У нее вырвалось ругательство. Несмотря на окаянные мешки с гвоздями, продолжавшие ее хлестать, она обратилась к небу с гневной речью:
– Ты не могло хотя бы подождать, пока я дойду до конца тропинки, гнусное чудовище?
Обычно, то есть в хорошую погоду, она срезала путь по тропинке через лес. Сейчас об этом нечего было и думать.
По дороге идти дальше на добрый километр… а дорога-то и в сухую погоду была вся в выбоинах, рытвинах и лужах. После каждой поездки Фреду приходилось подкачивать шины своего пикапа.
Белоснежка шла теперь рядом, с нее текло в три ручья, мокрая шерсть билась о бока. Дорога шла вверх, изливая реки воды и грязи на ее промокшие ноги. Подальше (но не очень далеко) ручей вдруг стал рекой, доходившей ей почти до колен. Молнии сверкали со всех сторон, словно по небу бежали скелеты.
Одна из них вдруг пустила огненную стрелу в одинокое дерево посреди поля. Стрела взорвалась с оглушительным треском. Дерево рухнуло, расколотое надвое, как под топором людоеда. Джинджер чувствовала дрожь земли каждой косточкой.
Теперь ей стало по-настоящему страшно. Дороги больше не было видно под потоком грязи, отяжелевшие башмаки и брюки тянули ее на дно. Вымотанная, с трудом дыша, она хотела было укрыться под деревьями вдоль дороги, которые сейчас служили ей ориентирами. Но вспомнила молнию и заставила себя идти дальше. Она запела во все горло:
Белоснежка тоже устала. Грязная вода доходила ей до брюха. Джинджер поймала ее и взвалила на плечо. Собака оказалась ужасно тяжелой.
Она хлюпала носом, говорила сама с собой. Кричала Белоснежке, что они все равно погибнут. Не лучше ли остановиться, сесть в грязь и ждать конца?
Она умолкла и замерла, обшаривая глазами этот конец света. Должно было быть что-то, хоть что-то, что могло бы им помочь. Прав да же?
– ПРАВДА ЖЕ? – выкрикнула она, прижимая к себе бок собаки. – Гнусное чудовище!
Ответ пришел с неба меньше десяти секунд спустя.
Дождь кончился! Гром смолк. Ручейки иссякали. Скелеты убрались, как будто их не было.
Солнце раздвинуло облака, чтобы взглянуть, извиняясь, на этот пейзаж, временно сданный им вандалам и варварам. Оно задержало лучи на бедной молодой женщине с собакой, потерянной среди луж и полных воды рытвин.
– Негодяйское солнце! – крикнула она ему в лицо. – Ты не могло исхитриться удрать попозже? Или выйти пораньше?
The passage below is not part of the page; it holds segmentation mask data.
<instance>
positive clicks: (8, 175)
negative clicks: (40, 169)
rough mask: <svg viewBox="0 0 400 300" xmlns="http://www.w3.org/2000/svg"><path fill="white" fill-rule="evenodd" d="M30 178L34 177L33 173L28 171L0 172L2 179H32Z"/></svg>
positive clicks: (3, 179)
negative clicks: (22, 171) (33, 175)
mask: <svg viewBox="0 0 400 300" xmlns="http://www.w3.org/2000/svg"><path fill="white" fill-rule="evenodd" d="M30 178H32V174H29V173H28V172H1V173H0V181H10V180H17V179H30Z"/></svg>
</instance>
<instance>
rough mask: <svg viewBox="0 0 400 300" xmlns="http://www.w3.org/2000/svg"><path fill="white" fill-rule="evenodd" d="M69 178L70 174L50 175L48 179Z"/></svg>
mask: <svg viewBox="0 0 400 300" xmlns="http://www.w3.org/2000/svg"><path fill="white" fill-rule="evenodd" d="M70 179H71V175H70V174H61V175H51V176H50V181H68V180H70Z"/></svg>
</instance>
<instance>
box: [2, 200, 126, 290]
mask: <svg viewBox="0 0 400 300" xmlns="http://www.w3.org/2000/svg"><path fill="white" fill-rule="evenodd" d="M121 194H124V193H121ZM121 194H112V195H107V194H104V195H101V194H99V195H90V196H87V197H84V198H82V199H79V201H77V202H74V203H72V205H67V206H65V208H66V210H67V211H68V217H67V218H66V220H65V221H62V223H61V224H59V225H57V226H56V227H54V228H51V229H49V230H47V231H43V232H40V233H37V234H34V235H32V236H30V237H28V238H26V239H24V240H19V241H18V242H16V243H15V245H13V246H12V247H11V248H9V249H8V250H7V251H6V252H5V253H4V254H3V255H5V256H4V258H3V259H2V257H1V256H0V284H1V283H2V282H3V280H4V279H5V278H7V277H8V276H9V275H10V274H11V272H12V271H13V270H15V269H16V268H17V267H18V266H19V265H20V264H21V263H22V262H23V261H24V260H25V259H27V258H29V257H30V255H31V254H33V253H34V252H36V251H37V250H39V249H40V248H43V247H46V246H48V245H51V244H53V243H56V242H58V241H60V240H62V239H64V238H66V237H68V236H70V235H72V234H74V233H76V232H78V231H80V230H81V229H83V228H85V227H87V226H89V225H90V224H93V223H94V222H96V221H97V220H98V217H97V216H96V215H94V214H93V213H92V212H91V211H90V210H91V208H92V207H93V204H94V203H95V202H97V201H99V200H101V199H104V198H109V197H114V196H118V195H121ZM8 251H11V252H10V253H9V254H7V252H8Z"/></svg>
Гадкое!
Земля с облегчением начала впитывать потоп. Грязь все еще липла к ботинкам Джинджер. Пахло черноземом, корнями, корой, мокрой мукой, разграбленной булочной.
Где-то вдали затрещал мотор. Джинджер погладила Белоснежку, которая уже встала на ноги и развернулась. Она узнала пикап Фреда.
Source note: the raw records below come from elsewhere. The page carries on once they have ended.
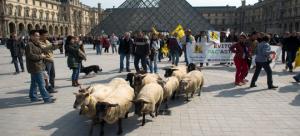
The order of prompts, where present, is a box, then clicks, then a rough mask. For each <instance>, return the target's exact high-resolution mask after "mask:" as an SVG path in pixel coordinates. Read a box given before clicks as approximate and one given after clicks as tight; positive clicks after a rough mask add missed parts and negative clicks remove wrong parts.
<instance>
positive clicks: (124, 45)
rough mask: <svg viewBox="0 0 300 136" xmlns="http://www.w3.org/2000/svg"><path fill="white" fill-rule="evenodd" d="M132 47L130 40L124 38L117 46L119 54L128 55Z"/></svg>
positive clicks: (132, 41)
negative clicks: (118, 49)
mask: <svg viewBox="0 0 300 136" xmlns="http://www.w3.org/2000/svg"><path fill="white" fill-rule="evenodd" d="M132 46H133V41H132V39H129V40H126V39H125V38H122V39H121V40H120V45H119V54H130V53H131V49H132Z"/></svg>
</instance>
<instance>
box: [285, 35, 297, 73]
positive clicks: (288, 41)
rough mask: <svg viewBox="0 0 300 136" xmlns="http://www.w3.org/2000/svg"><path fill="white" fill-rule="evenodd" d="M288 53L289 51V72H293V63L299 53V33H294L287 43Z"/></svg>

Он просигналил, поравнявшись с ней. Затормозил осторожно, чтобы не обрызгать любимую. Или для того, – подумала она, донельзя счастливая, что он с ней, и донельзя же взбешенная, что его с ней не было, – чтобы пикап не увяз.
– Что с тобой случилось? – воскликнул он ошеломленно.
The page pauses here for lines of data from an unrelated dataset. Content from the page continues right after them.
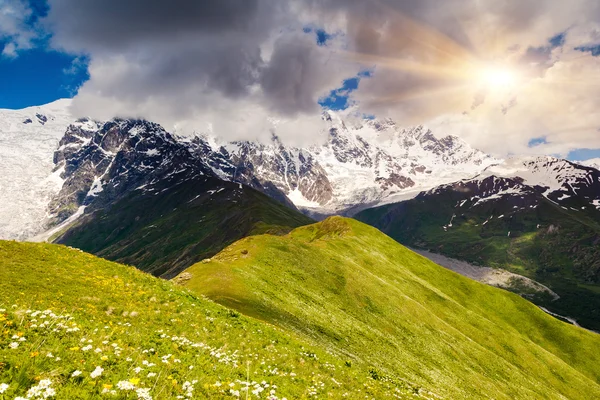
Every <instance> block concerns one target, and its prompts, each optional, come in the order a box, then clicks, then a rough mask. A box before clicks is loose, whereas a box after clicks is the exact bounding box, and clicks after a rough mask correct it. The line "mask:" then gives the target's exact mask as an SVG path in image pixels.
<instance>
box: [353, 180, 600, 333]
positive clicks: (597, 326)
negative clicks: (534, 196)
mask: <svg viewBox="0 0 600 400" xmlns="http://www.w3.org/2000/svg"><path fill="white" fill-rule="evenodd" d="M470 196H471V194H469V193H462V192H458V191H451V192H450V193H441V194H438V195H436V196H422V197H418V198H416V199H413V200H409V201H405V202H402V203H398V204H390V205H386V206H382V207H377V208H373V209H369V210H365V211H362V212H361V213H359V214H357V215H356V218H357V219H358V220H360V221H363V222H365V223H367V224H369V225H372V226H375V227H377V228H379V229H381V230H382V231H383V232H385V233H386V234H388V235H390V236H391V237H392V238H394V239H396V240H397V241H398V242H400V243H403V244H406V245H407V246H412V247H417V248H425V249H429V250H431V251H433V252H436V253H441V254H444V255H446V256H449V257H453V258H456V259H459V260H465V261H468V262H471V263H473V264H478V265H484V266H489V267H496V268H503V269H507V270H509V271H512V272H515V273H518V274H521V275H525V276H527V277H529V278H531V279H534V280H536V281H538V282H541V283H543V284H544V285H546V286H548V287H550V288H551V289H552V290H553V291H554V292H556V293H557V294H559V295H560V296H561V298H560V299H559V300H557V301H551V300H549V299H542V298H540V299H536V300H534V301H535V302H536V304H540V305H543V306H544V307H546V308H548V309H550V310H551V311H553V312H555V313H558V314H561V315H567V316H570V317H573V318H575V319H577V321H578V322H579V323H580V324H581V325H582V326H585V327H588V328H590V329H594V330H598V331H600V295H598V293H599V290H600V246H599V245H598V244H599V243H600V226H599V224H598V222H597V221H598V220H599V218H600V213H598V212H597V211H595V210H591V209H589V208H588V210H587V211H586V212H584V211H579V212H576V211H571V210H564V209H563V208H561V207H558V206H556V205H555V204H553V203H552V202H550V201H549V200H547V199H545V198H544V197H543V196H541V195H539V198H538V199H537V201H538V203H539V206H538V207H537V208H535V209H533V208H527V207H526V208H525V209H520V210H518V211H515V210H514V209H513V204H512V203H511V202H510V201H511V200H510V199H509V200H507V201H503V202H492V201H490V202H486V203H484V204H483V205H479V206H477V207H469V204H470V203H467V206H466V207H462V208H456V205H457V203H460V202H462V201H463V200H465V199H468V198H469V197H470ZM467 201H469V200H467ZM516 201H518V199H517V200H516ZM521 206H522V204H519V207H521ZM573 206H574V207H579V208H580V207H581V204H579V205H578V204H574V205H573ZM452 215H456V216H455V218H454V219H453V226H452V227H447V228H446V229H444V228H443V227H444V226H445V225H447V224H448V222H449V221H450V219H451V217H452ZM500 215H505V217H504V218H498V216H500ZM491 216H493V217H494V218H491V219H490V217H491ZM485 221H488V222H487V223H485V224H484V222H485ZM551 226H554V227H556V228H558V229H557V230H555V231H554V232H551V231H550V230H549V229H550V227H551ZM509 232H510V236H509Z"/></svg>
Как будто трудно догадаться… Она замкнулась в обиженном и недовольном молчании.
Он открыл дверцу, помог ей сесть. Не удержавшись, брезгливо поморщился, когда плотный ком грязи отделился от ног Джинджер и шмякнулся, как гнилая тыква, на пол машины, а когда собака хотела забраться к нему на колени, лицо его исказила гримаса откровенного отвращения.
– Нельзя, Белоснежка! – рявкнул он. – Фу! Что ты здесь делала? Ты попала под дождь?
Как будто не видно было…
– О, весенняя гроза, – мягко сказала Джинджер. – Они приходят, уходят, сам знаешь.
Она показала на темную тучу, надвигавшуюся с горизонта.
– Думаешь, что все кончилось, а она опять.
Джинджер взяла собаку на колени.
– Ты поешь? – проворчал Фред.
Как будто не слышно было…
– Ты поешь, – проворчал Фред, – когда собирается новый ливень, а наша крыша что твое решето!
Вторая гроза разразилась через несколько дней, все такая же весенняя, на все еще не починенную крышу.
Джинджер опять была дома одна. Фред работал в хижине на берегу ручья. Он взял с собой доски и ящик с инструментами. Ей пришлось признать, поморщившись, что супруга своего она видела мало, даже когда он был на ферме.